There was no difference in the overall rate of AKI stage 1–3. This study only showed an effect of the tacrolimus route of administration on AKI stage 1. This could be due to the higher variability of the tacrolimus blood concentrations in the oral group. However, AKI is multifactorial and not all risk factors have been included in analyses. Moreover, no information was available about pre-LuTx pulmonary hemodynamics/right ventricular function, post-LuTx inflammation status, shock, duration of ischemia of the lung allograft, or the use of concomitant nephrotoxic medication, and were therefore not studied. When comparing our results to a large meta-analysis including > 40,000 LuTx recipients, the AKI incidence (stage 1–3), according to the KDIGO criteria, was lower for both groups in our study (42.6% for the intravenous group and 46.0% for the oral group vs 53%) [7]. In another large multinational study, including 1.800 ICU patients, the AKI incidence (stage 1–3) was 57%, with a severe AKI (stage 2 or 3) incidence of 39% and an incidence of 13.5% for AKI with need for RRT. [26] As seen in this study by Hoste et al., higher stages of AKI are associated with higher mortality rates in ICU patients, the OR for mortality and stage 1 AKI being 2.19 (95% CI 1.44–3.35) compared to no AKI, and could therefore be a clinically significant disadvantage for oral tacrolimus treatment. If we stratified by higher and lower IPV%, patients in the intravenous group with a lower IPV% had a higher AKI rate than patients with higher IPV%. This is a striking result, but could be explained by a higher TAR% in this intravenous group, while AKI is predominantly influenced by AUC.

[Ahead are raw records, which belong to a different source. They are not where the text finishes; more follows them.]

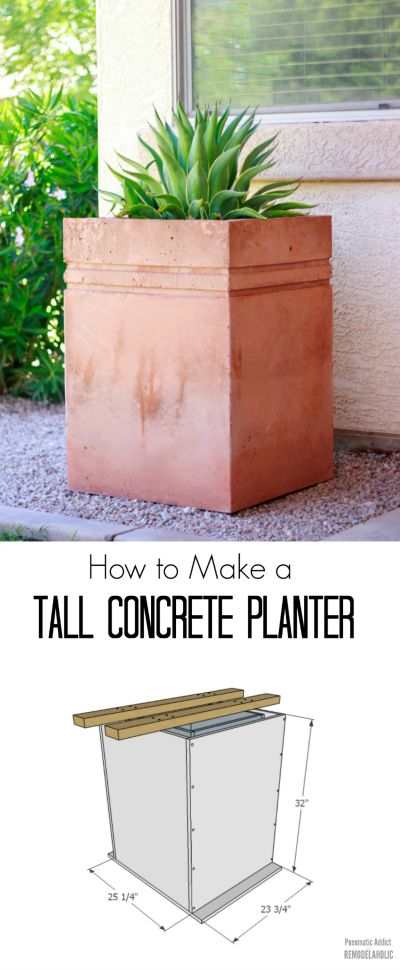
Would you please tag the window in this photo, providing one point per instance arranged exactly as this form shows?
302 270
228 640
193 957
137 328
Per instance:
290 55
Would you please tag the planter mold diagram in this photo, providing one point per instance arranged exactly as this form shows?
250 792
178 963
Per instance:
198 358
193 785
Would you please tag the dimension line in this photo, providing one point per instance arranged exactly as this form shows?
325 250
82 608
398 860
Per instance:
301 716
100 877
297 840
298 891
148 917
252 927
91 868
219 932
176 924
308 753
298 874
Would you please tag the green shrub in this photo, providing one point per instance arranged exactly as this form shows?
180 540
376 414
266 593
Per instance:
48 170
198 172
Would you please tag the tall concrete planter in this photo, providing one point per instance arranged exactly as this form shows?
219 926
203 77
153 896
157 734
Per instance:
198 358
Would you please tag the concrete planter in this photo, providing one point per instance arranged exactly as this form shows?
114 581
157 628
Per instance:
198 358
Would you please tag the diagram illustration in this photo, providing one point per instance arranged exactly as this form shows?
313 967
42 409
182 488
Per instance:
193 789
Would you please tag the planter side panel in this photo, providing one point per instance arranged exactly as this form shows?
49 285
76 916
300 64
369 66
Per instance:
282 419
147 786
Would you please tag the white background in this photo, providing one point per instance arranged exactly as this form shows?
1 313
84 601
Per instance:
55 915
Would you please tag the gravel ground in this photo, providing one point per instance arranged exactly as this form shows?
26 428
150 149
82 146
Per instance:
32 475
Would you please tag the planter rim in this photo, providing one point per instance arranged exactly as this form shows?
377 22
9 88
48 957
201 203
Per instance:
216 224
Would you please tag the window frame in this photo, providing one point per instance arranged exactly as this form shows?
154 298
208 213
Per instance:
182 60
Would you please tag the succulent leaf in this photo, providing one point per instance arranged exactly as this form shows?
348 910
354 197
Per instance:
199 171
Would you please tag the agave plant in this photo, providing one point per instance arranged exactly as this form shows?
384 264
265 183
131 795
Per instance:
197 172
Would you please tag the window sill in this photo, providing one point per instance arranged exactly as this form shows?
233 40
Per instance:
335 149
301 117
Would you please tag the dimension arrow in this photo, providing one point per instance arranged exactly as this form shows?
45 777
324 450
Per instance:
176 924
297 842
237 938
301 716
219 933
308 753
100 877
149 917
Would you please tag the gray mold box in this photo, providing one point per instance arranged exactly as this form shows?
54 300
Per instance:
193 809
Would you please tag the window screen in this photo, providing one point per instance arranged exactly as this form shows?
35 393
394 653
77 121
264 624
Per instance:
296 54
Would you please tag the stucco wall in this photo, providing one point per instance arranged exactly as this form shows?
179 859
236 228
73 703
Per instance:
351 169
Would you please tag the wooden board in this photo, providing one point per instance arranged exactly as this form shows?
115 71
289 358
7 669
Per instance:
112 714
160 722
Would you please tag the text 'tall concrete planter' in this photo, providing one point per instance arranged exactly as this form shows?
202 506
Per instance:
198 358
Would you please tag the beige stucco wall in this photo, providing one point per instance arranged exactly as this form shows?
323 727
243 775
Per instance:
351 169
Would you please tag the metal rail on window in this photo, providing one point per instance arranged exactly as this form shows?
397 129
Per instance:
182 55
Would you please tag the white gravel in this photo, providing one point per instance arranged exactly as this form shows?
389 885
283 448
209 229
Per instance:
32 475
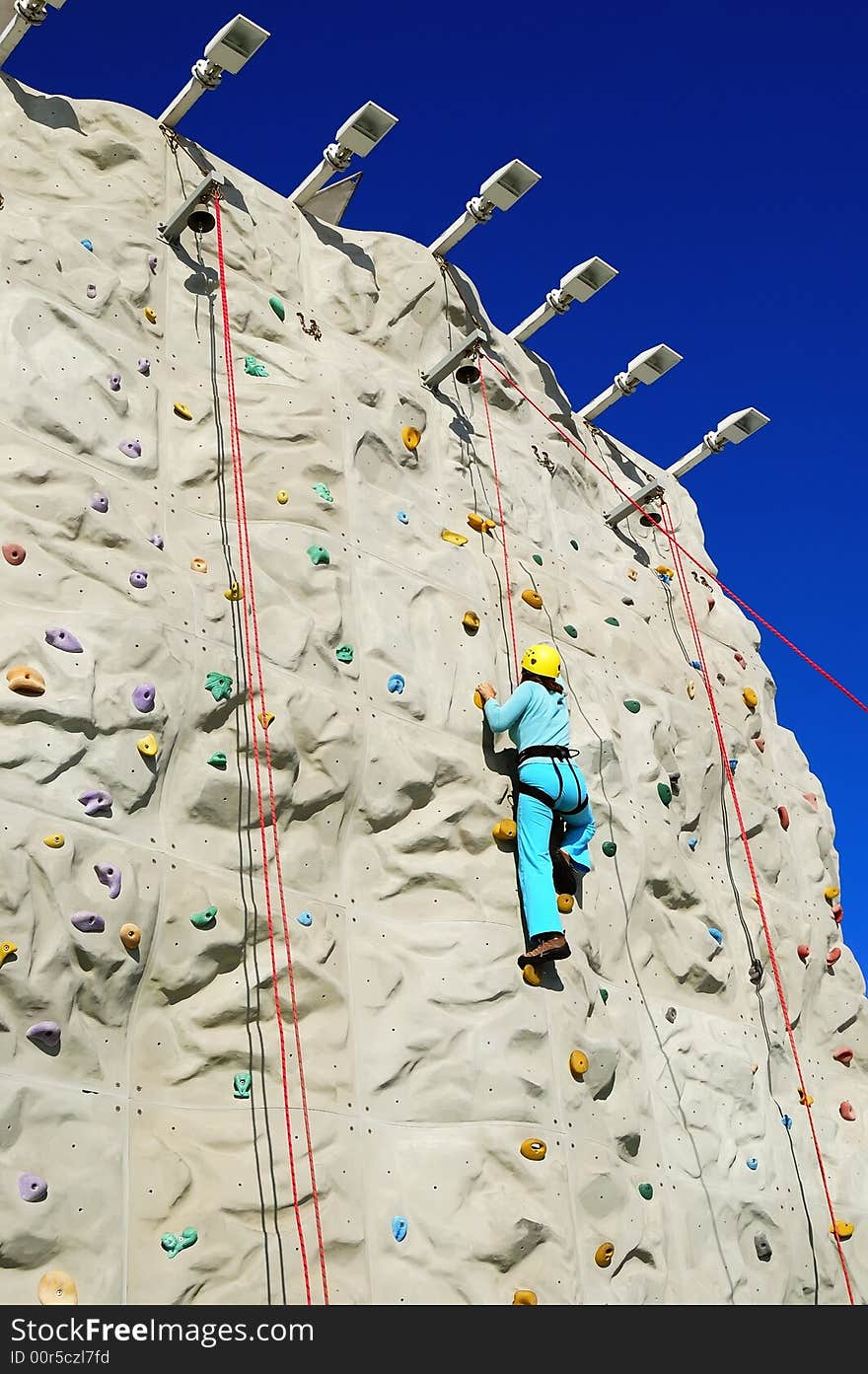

Identified confounders for AKI were the need for ECLS in the first 14 days post-LuTx and the lowest hematocrit in the first 14 days post-LuTx. Low hematocrit increases the unbound tacrolimus plasma concentration [27,28,29]. Hematocrit in the oral group was higher than in the intravenous group, which could have had an effect on toxicity, such as nephrotoxicity. Additionally, the group without ECLS had a larger proportion of patients with obstructive airway disease as the reason for LuTx. Obstructive airway disease has been found to be predictive for a worse renal outcome [28]. All these factors could explain the higher AKI incidence in this subgroup.

The use of two large cohorts added to the strength of this study. In addition, the LuTx protocols were similar and tacrolimus concentrations were determined with the same analysis method: LC-MS/MS. The latter is in contrast to Gallagher et al., Kao et al., and Katada et al., who used immunoassay to analyze tacrolimus levels, which is known to have cross-reactivity with tacrolimus metabolites [2, 4, 5]. This potentially leads to a higher variability and makes interpretation more difficult. Whereas we compared PK variability between two administration routes, previously mentioned studies have focused on the effects of variability, often defined as the coefficient of variance or SD with only one administration route [2, 5]. These approaches ignore the outliers and may soften the observed effect.

Despite the abovementioned strengths, there are limitations in view of the retrospective nature of this study.

Due to challenges in data collection, information on tacrolimus doses and drug–drug interactions with tacrolimus could not be incorporated into the multiple linear regression model. Consequently, we were not able to determine the length of intravenous administration nor exclude peak concentrations once the switch to oral administration was made. As a result, it was not possible to correct the calculation of IPV% for dose adjustments. Doses are often altered in the early post-transplantation period, and this may in part explain the observed IPV%. Regardless, the switch to oral administration is only made after clinical stabilization, a period in which the gastro-intestinal blood supply and uptake of tacrolimus have stabilized. The contribution of drug–drug interactions to the results is expected to be small because the protocols for administration of co-medication were comparable for both hospitals. It would be desirable to confirm the results from this study in a randomized controlled trial with a direct comparison of oral and intravenous administration.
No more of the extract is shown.